Piagam
Madinah dibuat dengan maksud untuk memberikan wawasan pada kaum muslimin waktu
itu tentang bagaimana cara bekerja sama dengan penganut bermacam-macam
agama ketuhanan yang lain yang pada akhirnya menghasilkan kemauan untuk bekerja
bersama-sama dalam upaya mempertahankan agama. Strategi nabi tersebut sangat
ampuh , terbukti dengan tidak memerlukan waktu lama masyarakat islam, baik
Muhajirin maupun Anshor telah mampu mengejawantahkan strategi tersebut
dalam kehidupan sehari-hari. Keberhasilan strategi tersebut tidak terlepas dari
kepiawaian Nabi dalam melihat kondisi masyarakat sekitarnya yang sangat.
memerlukan arahan dan tauladan dari pemimpin guna menciptakan keadaan yang
lebih baik.
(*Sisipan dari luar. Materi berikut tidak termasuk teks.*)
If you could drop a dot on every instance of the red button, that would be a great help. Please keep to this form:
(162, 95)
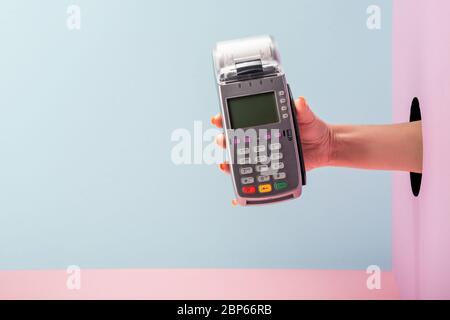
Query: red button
(249, 190)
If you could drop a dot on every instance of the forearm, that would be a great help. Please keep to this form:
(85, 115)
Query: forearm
(378, 147)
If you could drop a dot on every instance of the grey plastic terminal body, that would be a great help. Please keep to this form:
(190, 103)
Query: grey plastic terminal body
(248, 67)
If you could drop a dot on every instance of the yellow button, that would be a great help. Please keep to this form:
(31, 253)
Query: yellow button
(265, 188)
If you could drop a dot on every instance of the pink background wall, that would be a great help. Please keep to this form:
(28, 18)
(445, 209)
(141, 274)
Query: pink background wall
(421, 226)
(196, 284)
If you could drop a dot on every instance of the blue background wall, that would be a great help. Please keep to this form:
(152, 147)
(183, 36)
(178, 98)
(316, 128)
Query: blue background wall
(86, 119)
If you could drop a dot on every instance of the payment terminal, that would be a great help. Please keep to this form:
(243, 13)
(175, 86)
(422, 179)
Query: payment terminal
(259, 120)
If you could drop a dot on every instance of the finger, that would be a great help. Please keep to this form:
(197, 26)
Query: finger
(221, 140)
(217, 121)
(305, 115)
(224, 167)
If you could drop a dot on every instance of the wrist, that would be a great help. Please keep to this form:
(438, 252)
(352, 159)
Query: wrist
(336, 143)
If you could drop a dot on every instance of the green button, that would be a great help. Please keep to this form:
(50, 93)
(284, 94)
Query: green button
(280, 185)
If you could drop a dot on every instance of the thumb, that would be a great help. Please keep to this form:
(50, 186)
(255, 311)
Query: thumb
(304, 113)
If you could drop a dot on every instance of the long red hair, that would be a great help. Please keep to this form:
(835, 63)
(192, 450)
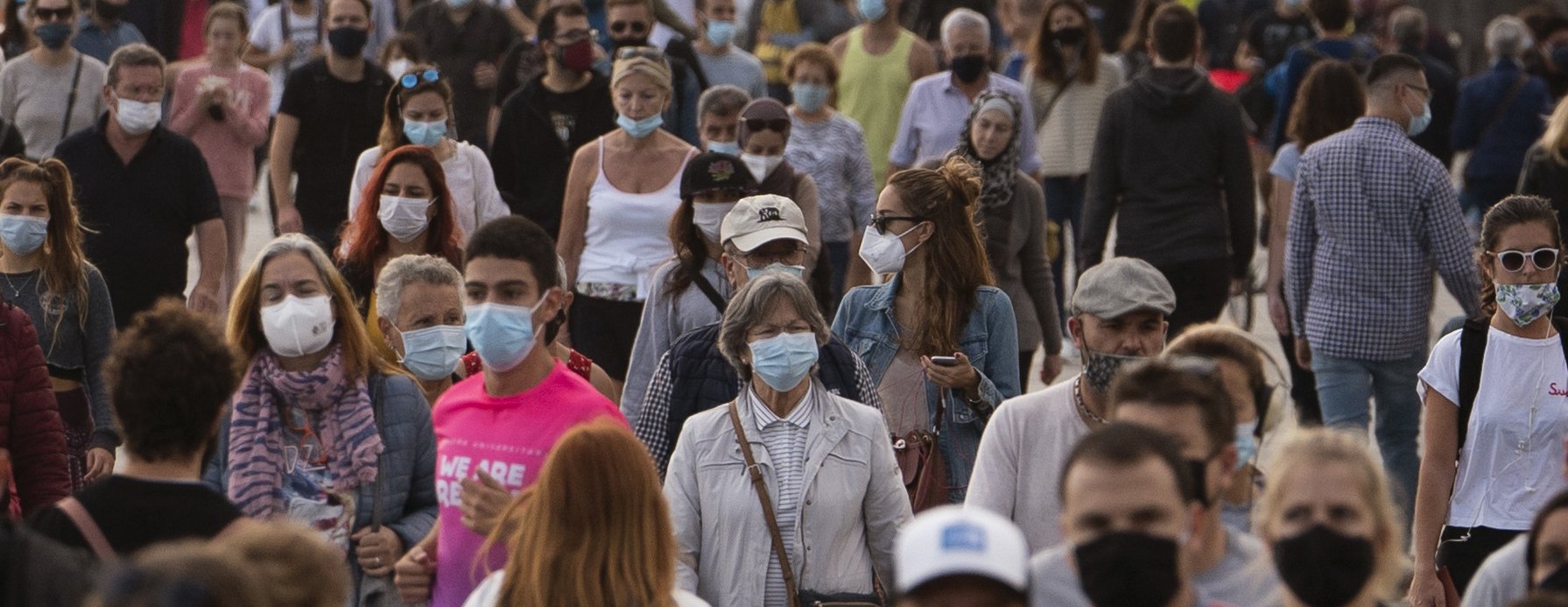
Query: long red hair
(367, 240)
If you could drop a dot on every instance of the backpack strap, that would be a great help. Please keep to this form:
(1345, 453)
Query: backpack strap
(89, 531)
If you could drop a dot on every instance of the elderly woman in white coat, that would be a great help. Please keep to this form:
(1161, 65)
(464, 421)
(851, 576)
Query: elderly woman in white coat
(824, 464)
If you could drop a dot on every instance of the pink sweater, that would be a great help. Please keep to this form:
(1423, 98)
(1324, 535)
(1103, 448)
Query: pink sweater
(228, 145)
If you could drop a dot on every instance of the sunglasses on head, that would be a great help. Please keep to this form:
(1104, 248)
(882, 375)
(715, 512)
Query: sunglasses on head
(411, 79)
(1514, 261)
(756, 124)
(636, 25)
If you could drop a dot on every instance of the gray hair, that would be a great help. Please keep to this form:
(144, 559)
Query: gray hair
(723, 99)
(965, 18)
(411, 269)
(753, 303)
(1407, 25)
(1508, 37)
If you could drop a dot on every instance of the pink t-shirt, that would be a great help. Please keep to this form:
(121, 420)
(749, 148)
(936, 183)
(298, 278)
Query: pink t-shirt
(509, 438)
Perubahan tatanan masyarakat di Madinah merupakan tolak ukur dari
keberhasilan atas perjanjian damai yang dibuat oleh nabi.[12]
Pasal-pasal
dalam perjanjian tersebut mencakup hampir semua kelompok di Madinah dan
menjadi semacam front kesatuan. Kaum Yahudi dan Muslim harus saling membantu
jika terjadi serangan terhadap orang-orang yang masuk dalam perjanjian ini.
Mereka harus menjalin persahabatan yang baik, saling menasihati, berperilaku
jujur, dan tidak saling mengkhianati. Nabi Muhammad bahkan memasukkan
orang-orang pagan (penyembah berhala) dalam perjanjian ini. Juga berisi
berbagai macam kewajiban yang mengikat semua orang mukmin (kecuali orang pagan
dan Yahudi), dan harus saling membantu anggota kelompoknya yang mempunyai beban
hutang. Jadi perjanjian ini tidak hanya untuk mengatur masyarakat, tetapi juga
meletakkan dasar-dasar sebuah Negara. di Mekkah, beberapa anggota senat menjaga
kepentingan para pemilik ini,namun di Madinah hal itu tidak berlaku karena
otoritas semacam senat tersebut sehingga tidak ada lembaga yang melindungi
kepentingan para pemilik kekayaan atau individu dari kejahatan yang merugikan
mereka. Perjanjian ini menjadi dasar bagi berdirinya perwakilan semacam itu.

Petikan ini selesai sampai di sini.